Auffällig ist, dass die offiziellen Release Notes von 7-Zip nur knapp von behobenen «Bugs und Schwachstellen» sprechen. Erst das später veröffentlichte ZDI-Advisory ordnet den XZ-Fehler konkret einer CVE-Nummer, einem CVSS-Wert und einem möglichen Angriffsszenario zu.

Welche Versionen sind betroffen?

Das ZDI-Advisory nennt keine vollständige Liste sämtlicher verwundbarer Ausgaben. Es bestätigt jedoch ausdrücklich, dass die Schwachstelle in 7-Zip 26.02 behoben wurde. Für die praktische Absicherung ist die Konsequenz eindeutig: Installationen mit 26.01 oder älter sollten nicht weiterverwendet werden.

Das gilt nicht nur für die grafische Windows-Version. 7-Zip-Code und einzelne Decoder werden auch in anderen Anwendungen, Werkzeugen und automatisierten Workflows eingesetzt. Ein Update der separat installierten Desktop-App ersetzt nicht automatisch jede eingebettete Kopie in Drittsoftware.

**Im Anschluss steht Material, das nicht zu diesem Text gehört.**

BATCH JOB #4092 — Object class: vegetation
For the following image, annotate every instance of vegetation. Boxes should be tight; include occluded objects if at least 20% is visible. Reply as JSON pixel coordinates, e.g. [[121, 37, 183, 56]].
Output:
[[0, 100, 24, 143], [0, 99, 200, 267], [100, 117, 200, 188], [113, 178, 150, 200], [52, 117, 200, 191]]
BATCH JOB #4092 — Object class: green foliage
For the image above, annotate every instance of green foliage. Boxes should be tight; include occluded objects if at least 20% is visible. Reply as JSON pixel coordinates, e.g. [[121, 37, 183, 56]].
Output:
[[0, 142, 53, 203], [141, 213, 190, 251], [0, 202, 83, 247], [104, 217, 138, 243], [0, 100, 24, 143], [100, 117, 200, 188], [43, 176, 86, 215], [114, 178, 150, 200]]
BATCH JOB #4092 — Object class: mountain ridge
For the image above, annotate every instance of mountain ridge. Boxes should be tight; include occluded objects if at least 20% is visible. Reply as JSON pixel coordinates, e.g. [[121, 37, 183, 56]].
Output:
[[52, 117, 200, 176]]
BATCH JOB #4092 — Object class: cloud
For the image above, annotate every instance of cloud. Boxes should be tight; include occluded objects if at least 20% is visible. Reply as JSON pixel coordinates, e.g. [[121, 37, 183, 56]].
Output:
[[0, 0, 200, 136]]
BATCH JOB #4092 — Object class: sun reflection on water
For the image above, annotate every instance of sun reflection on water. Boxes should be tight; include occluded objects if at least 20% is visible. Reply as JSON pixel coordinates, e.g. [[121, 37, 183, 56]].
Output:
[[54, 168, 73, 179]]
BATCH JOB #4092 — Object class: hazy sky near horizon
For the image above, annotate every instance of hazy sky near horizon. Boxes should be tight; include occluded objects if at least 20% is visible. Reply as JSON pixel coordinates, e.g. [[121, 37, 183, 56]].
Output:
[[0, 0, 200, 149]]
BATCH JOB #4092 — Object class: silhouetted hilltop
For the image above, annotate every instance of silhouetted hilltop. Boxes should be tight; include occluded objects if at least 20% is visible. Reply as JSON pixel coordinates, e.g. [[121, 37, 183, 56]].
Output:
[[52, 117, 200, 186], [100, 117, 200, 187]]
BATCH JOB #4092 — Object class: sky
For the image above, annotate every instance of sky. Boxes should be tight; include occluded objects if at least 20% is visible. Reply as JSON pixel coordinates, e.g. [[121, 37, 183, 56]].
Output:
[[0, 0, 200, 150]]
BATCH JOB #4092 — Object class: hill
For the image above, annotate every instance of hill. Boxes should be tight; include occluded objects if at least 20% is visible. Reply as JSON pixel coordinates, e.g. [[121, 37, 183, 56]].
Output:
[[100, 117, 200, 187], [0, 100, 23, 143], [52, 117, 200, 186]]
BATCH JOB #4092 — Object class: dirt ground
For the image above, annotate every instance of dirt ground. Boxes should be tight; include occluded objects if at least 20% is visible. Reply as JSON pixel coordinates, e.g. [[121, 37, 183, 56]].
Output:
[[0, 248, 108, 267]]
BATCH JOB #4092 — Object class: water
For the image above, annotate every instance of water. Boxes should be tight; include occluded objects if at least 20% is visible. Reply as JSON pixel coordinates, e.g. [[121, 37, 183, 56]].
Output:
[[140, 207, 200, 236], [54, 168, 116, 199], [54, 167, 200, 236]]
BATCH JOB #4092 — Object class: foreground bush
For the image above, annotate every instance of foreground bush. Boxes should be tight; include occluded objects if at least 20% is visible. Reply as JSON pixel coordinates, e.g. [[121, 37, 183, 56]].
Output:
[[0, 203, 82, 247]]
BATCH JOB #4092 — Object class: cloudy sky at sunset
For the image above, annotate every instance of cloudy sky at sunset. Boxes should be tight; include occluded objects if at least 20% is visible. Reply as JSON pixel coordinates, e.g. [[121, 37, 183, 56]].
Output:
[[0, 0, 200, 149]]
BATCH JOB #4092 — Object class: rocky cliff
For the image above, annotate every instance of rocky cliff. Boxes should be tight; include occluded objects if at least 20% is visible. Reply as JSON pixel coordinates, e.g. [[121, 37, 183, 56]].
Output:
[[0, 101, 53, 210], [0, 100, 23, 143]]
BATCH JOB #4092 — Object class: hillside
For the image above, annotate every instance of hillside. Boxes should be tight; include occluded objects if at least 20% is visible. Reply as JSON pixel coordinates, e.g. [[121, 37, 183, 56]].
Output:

Wichtig: Wer 7-Zip über eine Softwareverteilung, ein Paketmanagement oder als Bestandteil einer anderen Anwendung bezieht, sollte prüfen, welche Binärdatei tatsächlich ausgeführt wird. Die Versionsnummer der separat installierten App sagt nichts über mitgelieferte Kopien in anderen Programmen aus.

So prüfen und aktualisieren Sie 7-Zip

Empfohlenes Vorgehen unter Windows

Installierte Version kontrollieren: 7-Zip File Manager öffnen und unter Hilfe → Über 7-Zip nachsehen. Angezeigt werden sollte Version 26.02 oder neuer.
Nur die offizielle Quelle verwenden: Das passende Installationspaket für x64, x86 oder ARM64 direkt von 7-zip.org beziehungsweise dem verlinkten offiziellen GitHub-Release beziehen.
Neue Version überinstallieren: Das Installationsprogramm starten und die vorhandene Installation ersetzen. Ein vorheriges Entfernen ist normalerweise nicht nötig.
Version erneut prüfen: Nach dem Update 7-Zip neu öffnen und kontrollieren, ob wirklich 26.02 geladen wird – besonders auf Systemen mit mehreren Installationspfaden.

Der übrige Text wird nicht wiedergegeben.